Такой долгий и откровенный день (сборник) - страница 21




Ядька прибежала в последний момент. Она была никакая. Говорить не могла, просто оглушенная. Подруги с трудом дождались конца репетиции, чтобы обсудить, что и как.

Понятное дело, испуг Ядвиги полностью прошел, и она начала примеривать на себя эту французскую жизнь. Причем даже уже просто на себя лично.

– Слушай, а может, просто остаться, и все, попросить политического убежища? – Ядвига не спрашивала, она просто вслух беседовала сама с собой. Ольга даже думать боялась о том, что там подруга увидела в гостях у новых родственников, и не расспрашивала. Она понимала: Ядвиге сейчас не нужно давать повод для того, чтобы лишний раз рассказать об этом. Что бы она ни увидела, это все равно будет на порядок выше того, в чем она живет всю жизнь. Уж в коммунальной квартире Перели не живут точно.

– То есть ты останешься здесь, а твои как же? А мама? А Лева?

– А я?! – Ядвига перешла на крик. – Мама, в конце концов, хоть десять лет дворянкой была! А я как родилась в этой коммуналке, так и помру в ней? Почему?! Или кто-то мне этот дом вернет?! Раньше, когда не видела ничего этого, и ладно, а сейчас меня зло взяло, а почему, собственно?! Мама простит, она даже рада будет. Я же не где-то останусь, у Ядвиги. А муж? Муж – не родственник. Без него жила тридцать семь лет, смогу и дальше.

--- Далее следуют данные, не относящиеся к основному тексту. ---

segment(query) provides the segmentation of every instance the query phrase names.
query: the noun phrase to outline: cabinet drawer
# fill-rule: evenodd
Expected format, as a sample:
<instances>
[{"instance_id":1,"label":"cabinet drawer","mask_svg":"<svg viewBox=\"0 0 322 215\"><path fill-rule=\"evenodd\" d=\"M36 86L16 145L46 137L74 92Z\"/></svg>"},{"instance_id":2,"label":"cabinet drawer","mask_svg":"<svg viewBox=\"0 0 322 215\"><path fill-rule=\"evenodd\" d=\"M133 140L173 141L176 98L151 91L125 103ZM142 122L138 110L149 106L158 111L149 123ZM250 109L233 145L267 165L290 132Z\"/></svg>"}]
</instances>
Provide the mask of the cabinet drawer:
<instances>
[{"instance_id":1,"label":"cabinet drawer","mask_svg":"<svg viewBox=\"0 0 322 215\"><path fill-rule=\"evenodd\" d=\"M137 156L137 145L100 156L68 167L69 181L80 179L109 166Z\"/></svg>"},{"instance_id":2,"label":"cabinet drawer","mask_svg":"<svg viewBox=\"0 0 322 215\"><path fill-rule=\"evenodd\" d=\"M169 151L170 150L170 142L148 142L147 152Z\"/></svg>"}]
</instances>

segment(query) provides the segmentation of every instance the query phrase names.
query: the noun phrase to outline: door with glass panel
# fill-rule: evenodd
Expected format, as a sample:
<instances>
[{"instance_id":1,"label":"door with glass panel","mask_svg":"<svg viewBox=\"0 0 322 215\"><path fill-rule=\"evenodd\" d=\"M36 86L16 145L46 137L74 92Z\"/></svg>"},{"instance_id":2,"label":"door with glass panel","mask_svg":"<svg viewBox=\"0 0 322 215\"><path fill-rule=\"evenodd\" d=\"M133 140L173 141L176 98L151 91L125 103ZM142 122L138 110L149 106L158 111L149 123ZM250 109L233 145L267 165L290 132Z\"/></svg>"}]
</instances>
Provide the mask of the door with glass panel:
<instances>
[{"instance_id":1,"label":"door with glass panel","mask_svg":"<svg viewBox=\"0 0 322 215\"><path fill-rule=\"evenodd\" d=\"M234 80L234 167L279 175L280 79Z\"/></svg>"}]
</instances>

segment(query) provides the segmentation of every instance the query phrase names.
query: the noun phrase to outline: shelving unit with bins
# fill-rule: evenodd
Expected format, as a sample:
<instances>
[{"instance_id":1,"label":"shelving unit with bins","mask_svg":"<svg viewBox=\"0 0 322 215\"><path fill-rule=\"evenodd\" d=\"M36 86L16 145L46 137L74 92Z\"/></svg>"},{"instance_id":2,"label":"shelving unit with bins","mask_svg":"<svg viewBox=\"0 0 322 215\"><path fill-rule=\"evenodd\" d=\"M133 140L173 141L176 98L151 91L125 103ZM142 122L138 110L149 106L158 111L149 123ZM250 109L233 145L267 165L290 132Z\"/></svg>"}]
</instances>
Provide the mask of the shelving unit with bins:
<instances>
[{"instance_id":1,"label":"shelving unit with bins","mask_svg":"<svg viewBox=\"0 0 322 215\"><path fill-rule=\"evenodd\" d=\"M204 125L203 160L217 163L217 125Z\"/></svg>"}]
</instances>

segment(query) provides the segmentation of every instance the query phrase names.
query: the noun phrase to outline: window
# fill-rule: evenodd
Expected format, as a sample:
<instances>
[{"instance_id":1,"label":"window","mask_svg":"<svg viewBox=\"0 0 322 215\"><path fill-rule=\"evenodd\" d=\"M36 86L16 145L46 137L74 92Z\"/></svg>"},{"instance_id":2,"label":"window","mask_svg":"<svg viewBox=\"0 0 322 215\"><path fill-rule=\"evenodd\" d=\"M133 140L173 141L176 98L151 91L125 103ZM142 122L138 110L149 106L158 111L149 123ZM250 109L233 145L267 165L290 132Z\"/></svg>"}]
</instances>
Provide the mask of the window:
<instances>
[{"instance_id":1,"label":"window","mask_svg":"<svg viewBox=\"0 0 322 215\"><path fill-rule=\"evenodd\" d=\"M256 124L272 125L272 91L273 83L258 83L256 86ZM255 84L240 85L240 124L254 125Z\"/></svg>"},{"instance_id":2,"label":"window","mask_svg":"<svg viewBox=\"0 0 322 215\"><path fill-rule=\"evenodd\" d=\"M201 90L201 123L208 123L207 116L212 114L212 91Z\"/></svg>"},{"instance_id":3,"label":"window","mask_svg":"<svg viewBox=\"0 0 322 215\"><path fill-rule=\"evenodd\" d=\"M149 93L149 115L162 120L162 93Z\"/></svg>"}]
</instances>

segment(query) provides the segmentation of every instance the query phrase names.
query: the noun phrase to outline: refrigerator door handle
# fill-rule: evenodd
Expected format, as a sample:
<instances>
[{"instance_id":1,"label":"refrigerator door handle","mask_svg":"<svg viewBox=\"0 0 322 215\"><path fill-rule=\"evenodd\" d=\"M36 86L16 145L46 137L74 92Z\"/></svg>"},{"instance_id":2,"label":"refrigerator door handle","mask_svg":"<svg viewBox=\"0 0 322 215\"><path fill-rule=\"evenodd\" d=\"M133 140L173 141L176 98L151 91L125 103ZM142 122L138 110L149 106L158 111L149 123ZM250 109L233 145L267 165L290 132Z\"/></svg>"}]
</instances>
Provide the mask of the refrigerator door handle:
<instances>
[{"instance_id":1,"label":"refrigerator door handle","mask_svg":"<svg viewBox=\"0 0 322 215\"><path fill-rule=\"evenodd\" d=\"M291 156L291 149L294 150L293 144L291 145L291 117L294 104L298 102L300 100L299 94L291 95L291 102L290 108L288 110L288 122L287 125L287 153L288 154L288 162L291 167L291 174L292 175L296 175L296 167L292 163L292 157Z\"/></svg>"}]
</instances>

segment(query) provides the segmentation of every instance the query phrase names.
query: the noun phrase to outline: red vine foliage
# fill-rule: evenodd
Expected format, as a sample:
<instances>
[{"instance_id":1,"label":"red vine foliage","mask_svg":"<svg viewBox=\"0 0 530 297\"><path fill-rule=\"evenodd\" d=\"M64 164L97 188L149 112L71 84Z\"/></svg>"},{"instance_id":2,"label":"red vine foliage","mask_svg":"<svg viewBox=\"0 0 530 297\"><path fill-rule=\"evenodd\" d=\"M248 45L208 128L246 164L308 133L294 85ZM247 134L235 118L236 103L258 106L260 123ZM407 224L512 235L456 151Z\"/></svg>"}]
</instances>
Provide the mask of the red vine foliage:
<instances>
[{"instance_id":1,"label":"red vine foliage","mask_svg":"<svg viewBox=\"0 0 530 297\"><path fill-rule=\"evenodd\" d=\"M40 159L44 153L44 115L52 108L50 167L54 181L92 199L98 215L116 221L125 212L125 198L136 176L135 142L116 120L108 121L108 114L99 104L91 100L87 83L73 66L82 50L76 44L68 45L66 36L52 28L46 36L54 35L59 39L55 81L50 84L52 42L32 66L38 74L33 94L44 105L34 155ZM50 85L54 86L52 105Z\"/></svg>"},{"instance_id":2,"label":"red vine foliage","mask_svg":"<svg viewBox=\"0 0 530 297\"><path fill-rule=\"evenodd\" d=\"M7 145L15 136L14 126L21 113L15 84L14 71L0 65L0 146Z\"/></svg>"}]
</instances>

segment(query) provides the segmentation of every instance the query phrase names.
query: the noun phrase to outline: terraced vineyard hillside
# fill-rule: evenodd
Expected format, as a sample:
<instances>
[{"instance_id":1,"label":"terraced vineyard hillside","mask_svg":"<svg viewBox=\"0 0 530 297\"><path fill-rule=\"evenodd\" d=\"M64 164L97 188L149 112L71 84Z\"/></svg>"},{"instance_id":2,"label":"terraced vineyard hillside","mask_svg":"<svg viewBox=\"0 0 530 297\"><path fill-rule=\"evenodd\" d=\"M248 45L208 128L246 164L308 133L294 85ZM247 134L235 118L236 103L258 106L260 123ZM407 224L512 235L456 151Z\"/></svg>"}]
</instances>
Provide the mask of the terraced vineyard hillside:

Думаю, потеря невелика!

– Ядька, опомнись, это же предательство!

Ольга пыталась уговаривать, взывала к здравому смыслу. Все было тщетно. Такой подругу Ольга не видела никогда. Рот Ядвиги был перекошен, волосы растрепались, выбившись из аккуратного пучка. Ольга давно привыкла к ее резкости. Но сейчас в Ядвиге действительно говорили злость, ненависть. И еще беспомощность. Злилась она на себя. Было ясно: ничего уже не изменить. Она не способна на предательство. И от этого становилось еще больнее. Приоткрылась дверь в другой мир, в другую жизнь. Ядвига неожиданно попала в категорию избранных. Пожалуйста, распахни эту дверь и сделай первый шаг. А нельзя. Не позволяет совесть, останавливают привычка и страх перед неизвестностью.

Ольга попыталась сама встать на место подруги. И не смогла. И как же хорошо, что перед ней не стоит этого выбора. И Гриша ей самый настоящий родственник, даже ближе остальных. Она порой не понимала, кого любит больше: мужа или сына. Потому что детьми для нее были оба.

– Всех вас ненавижу! Отстань от меня, – Ядвига развернулась и ушла, оставив Ольгу с раскрытым на полуслове ртом.

Ольга поняла, что она больше ничего уже сделать не может. Ядвига сама сумеет справиться с этим настроением, она верила в подругу. Не сумеет она так с ними со всеми поступить.

Оля оказалась права. Ядвига не смогла. Париж больше не радовал, не захватывал. Была одна мысль: «Скорее домой», – чтобы таким образом окончательно справиться с этим наваждением.

Ядвига-старшая провожала их в аэропорту. В руках у нее был сверток.

– Это то, что мне удалось взять с собой, когда мы бежали из России, больше ничего нет. А эта скатерть еще нашей с Зоей бабушки, пусть она объединит наши два дома, московский и парижский. Я все понимаю, моя девочка, и знаю, как тебе нелегко. Но главное, что мы теперь вместе, пускай хотя бы и в душе. Ты не представляешь, как мне было тяжело, когда я не знала о вас вообще ничего. Я буду жить надеждой. Надеждой, что встречусь с моей Зоей. И мы вместе вспомним, наконец, наше детство. Я вас буду очень ждать. В Москву не поеду, все это для меня будет слишком больно. Я жду вас здесь. И не забывай, лет мне уже очень немало.